Wynn Resorts Ltd (WYNN, Financial) recently experienced a daily loss of 3.52%, with a 3-month loss of 5.73%. The company's Loss Per Share stood at 0.16. These figures raise the question: Is Wynn Resorts stock modestly undervalued? In this analysis, we aim to answer this question by examining the company's financial performance, intrinsic value, and future prospects. We invite you to read on for a comprehensive evaluation.
Company Overview
Founded in 2002 by Steve Wynn, Wynn Resorts Ltd operates luxury casinos and resorts, including four megaresorts in Macau and Las Vegas. The company also runs Wynn Interactive, a digital sports betting and iGaming platform. With 76% of its 2019 pre-pandemic EBITDA from Macau and 24% from Las Vegas, Wynn Resorts is a significant player in the global resort industry. Despite its current share price of $100.55, the fair value (GF Value) of Wynn Resorts is estimated at $131.86, suggesting that the stock might be modestly undervalued.
Understanding GF Value
The GF Value is a proprietary measure of a stock's intrinsic value.

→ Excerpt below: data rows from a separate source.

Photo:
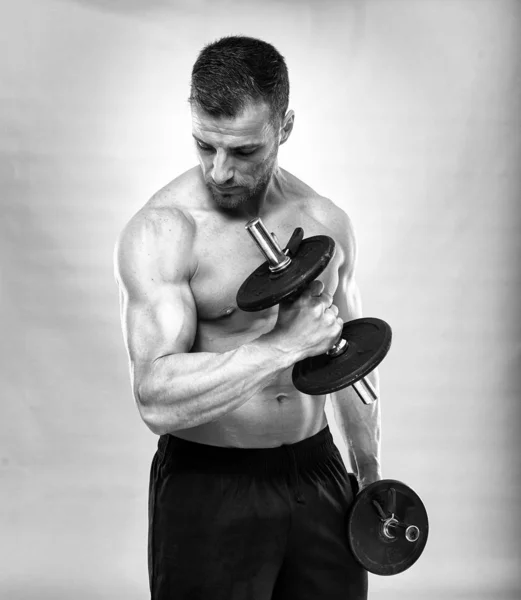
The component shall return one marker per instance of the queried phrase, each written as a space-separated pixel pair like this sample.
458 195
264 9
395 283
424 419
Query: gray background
407 115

It is calculated considering historical trading multiples, a GuruFocus adjustment factor based on past performance and growth, and future business performance estimates. If the stock price significantly exceeds the GF Value Line, the stock is likely overvalued, and its future return might be poor. Conversely, if it is significantly below the GF Value Line, its future return will likely be higher.
For Wynn Resorts (WYNN, Financial), the GF Value suggests that the stock is modestly undervalued. This estimation is based on historical multiples, an internal adjustment based on the company's past business growth, and analyst estimates of future performance. As such, the long-term return of Wynn Resorts stock is likely to be higher than its business growth.